Cassandra Read and Write Path – Architecture Explained

Apache Cassandra is a highly scalable, distributed NoSQL database designed for high availability and fault tolerance. It’s widely used in applications where speed, reliability, and scalability are essential—such as Netflix, Instagram, and Apple’s iCloud services.

To understand Cassandra’s performance and fault-tolerance capabilities, it’s crucial to explore how data flows inside the system through its read and write paths.

This article dives deep into Cassandra’s architecture, explaining how data is written, stored, and read efficiently across nodes.

Cassandra Write Path Architecture

Cassandra follows a write-optimized architecture, ensuring fast and durable writes. Here’s how the data flows during a write operation:

1. Client Request

When a client sends a write request, it goes to a coordinator node — any node in the cluster can act as a coordinator. The coordinator node manages the request and forwards it to other replicas based on the replication strategy.

2. Commit Log

Before anything else, Cassandra writes the data to a commit log on disk.
This ensures durability — even if the node crashes, the data can be recovered from the commit log.

The commit log is append-only.
It stores write operations sequentially, which makes it very fast.

3. Memtable

After writing to the commit log, Cassandra stores the data in memory — inside a data structure called the Memtable.
Memtables are in-memory caches that hold recent writes.

Each table (column family) has its own Memtable.
When a Memtable is full, it is flushed to disk as an SSTable.

4. SSTable (Sorted String Table)

When Memtables reach a certain size, Cassandra writes them to immutable SSTables on disk.
Each SSTable is a sorted file containing key-value pairs and indexes for quick lookup.

Multiple SSTables are later compacted to reduce disk space and improve read performance.
SSTables are immutable, making write operations non-blocking and efficient.

5. Hinted Handoff (for Fault Tolerance)

If a replica node is down during a write, the coordinator stores a hint — a small record that will later be delivered to the unavailable node once it comes back online.
This mechanism maintains high availability even in case of node failures.

Cassandra Read Path Architecture

While the write path is simple and fast, Cassandra’s read path is more complex. The read path ensures that the most recent and consistent version of the data is returned to the client.

1. Client Request and Coordinator Node

When a read request is received, the coordinator node is chosen (just like in writes). It determines which replica nodes should be contacted, based on the consistency level specified by the client.

2. Replica Nodes and Consistency Level

Cassandra uses tunable consistency — you can control how many replicas must respond before a result is returned.

Common consistency levels:

ONE: Returns data from the first replica that responds.
QUORUM: Waits for the majority of replicas to respond.
ALL: Waits for responses from all replicas.

3. Bloom Filter and Partition Index Lookup

Each replica node checks:

Bloom Filter: Quickly determines if the requested key might exist in an SSTable.
Partition Index: Locates the partition key in SSTables for faster reads.

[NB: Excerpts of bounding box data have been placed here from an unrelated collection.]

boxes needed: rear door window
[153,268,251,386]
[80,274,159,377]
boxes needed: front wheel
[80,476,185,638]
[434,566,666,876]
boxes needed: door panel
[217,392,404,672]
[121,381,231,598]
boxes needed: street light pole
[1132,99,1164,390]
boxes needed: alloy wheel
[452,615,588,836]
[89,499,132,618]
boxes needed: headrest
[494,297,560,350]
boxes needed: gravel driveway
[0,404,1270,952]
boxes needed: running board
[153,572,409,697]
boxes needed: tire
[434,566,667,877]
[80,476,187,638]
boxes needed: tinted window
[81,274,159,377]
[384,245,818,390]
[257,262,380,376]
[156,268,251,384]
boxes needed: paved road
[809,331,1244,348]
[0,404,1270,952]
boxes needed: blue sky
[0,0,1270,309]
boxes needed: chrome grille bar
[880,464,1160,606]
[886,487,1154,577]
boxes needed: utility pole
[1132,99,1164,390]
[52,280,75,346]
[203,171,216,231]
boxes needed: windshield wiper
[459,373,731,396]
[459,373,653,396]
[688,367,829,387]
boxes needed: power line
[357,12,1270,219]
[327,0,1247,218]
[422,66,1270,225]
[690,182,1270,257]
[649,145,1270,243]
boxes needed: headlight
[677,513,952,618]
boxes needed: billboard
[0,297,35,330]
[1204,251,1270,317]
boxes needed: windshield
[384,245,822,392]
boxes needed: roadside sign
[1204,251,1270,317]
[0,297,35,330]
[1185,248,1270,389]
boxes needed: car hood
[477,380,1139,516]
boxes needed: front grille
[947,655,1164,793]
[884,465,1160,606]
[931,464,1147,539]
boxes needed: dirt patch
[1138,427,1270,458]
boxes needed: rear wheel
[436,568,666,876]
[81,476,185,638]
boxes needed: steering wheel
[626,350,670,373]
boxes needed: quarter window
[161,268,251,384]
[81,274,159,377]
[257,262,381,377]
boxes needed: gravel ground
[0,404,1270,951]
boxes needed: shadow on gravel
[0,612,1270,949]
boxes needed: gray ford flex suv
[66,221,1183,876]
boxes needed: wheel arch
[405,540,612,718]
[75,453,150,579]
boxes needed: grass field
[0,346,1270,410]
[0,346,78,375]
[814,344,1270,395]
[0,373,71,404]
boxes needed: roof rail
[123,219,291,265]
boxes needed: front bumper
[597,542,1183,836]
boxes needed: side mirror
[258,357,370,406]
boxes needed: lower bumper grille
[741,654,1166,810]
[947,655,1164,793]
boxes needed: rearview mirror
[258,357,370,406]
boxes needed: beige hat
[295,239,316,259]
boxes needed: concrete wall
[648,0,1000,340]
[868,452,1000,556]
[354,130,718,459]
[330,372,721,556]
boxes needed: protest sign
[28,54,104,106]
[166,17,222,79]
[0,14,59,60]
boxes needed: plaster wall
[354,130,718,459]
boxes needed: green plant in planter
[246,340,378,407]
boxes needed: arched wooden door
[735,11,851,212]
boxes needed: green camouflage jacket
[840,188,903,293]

These mechanisms minimize disk I/O, improving query performance.

4. Read from Memtable + SSTables

Cassandra first looks for data in:

Memtable (in-memory)
SSTables (on disk)

If the data exists in multiple SSTables, Cassandra merges them using timestamp-based reconciliation to get the latest version.

5. Read Repair

To maintain consistency across replicas, Cassandra performs a read repair in the background.
If it finds outdated replicas during a read, it updates them automatically to ensure consistency over time.

Cassandra’s Architecture Components

Component	Function
Commit Log	Ensures durability of writes
Memtable	In-memory buffer for recent writes
SSTable	Persistent, immutable disk storage
Coordinator Node	Manages client read/write requests
Bloom Filter	Reduces unnecessary disk lookups
Read Repair	Fixes inconsistent data across replicas
Hinted Handoff	Stores temporary write hints for down nodes

Advantages of Cassandra’s Read-Write Design

High Availability: Even if nodes fail, data remains accessible.
Durability: Commit log ensures no data loss.
Scalability: Write and read operations scale horizontally.
Performance: In-memory Memtables and Bloom filters optimize speed.
Tunable Consistency: Control between availability and consistency.

Conclusion

Cassandra’s read and write path architecture reflects its design philosophy: “write fast, read smart.”
By separating the write and read processes and optimizing each for speed and reliability, Cassandra achieves outstanding performance and scalability — making it one of the most powerful NoSQL databases for distributed systems.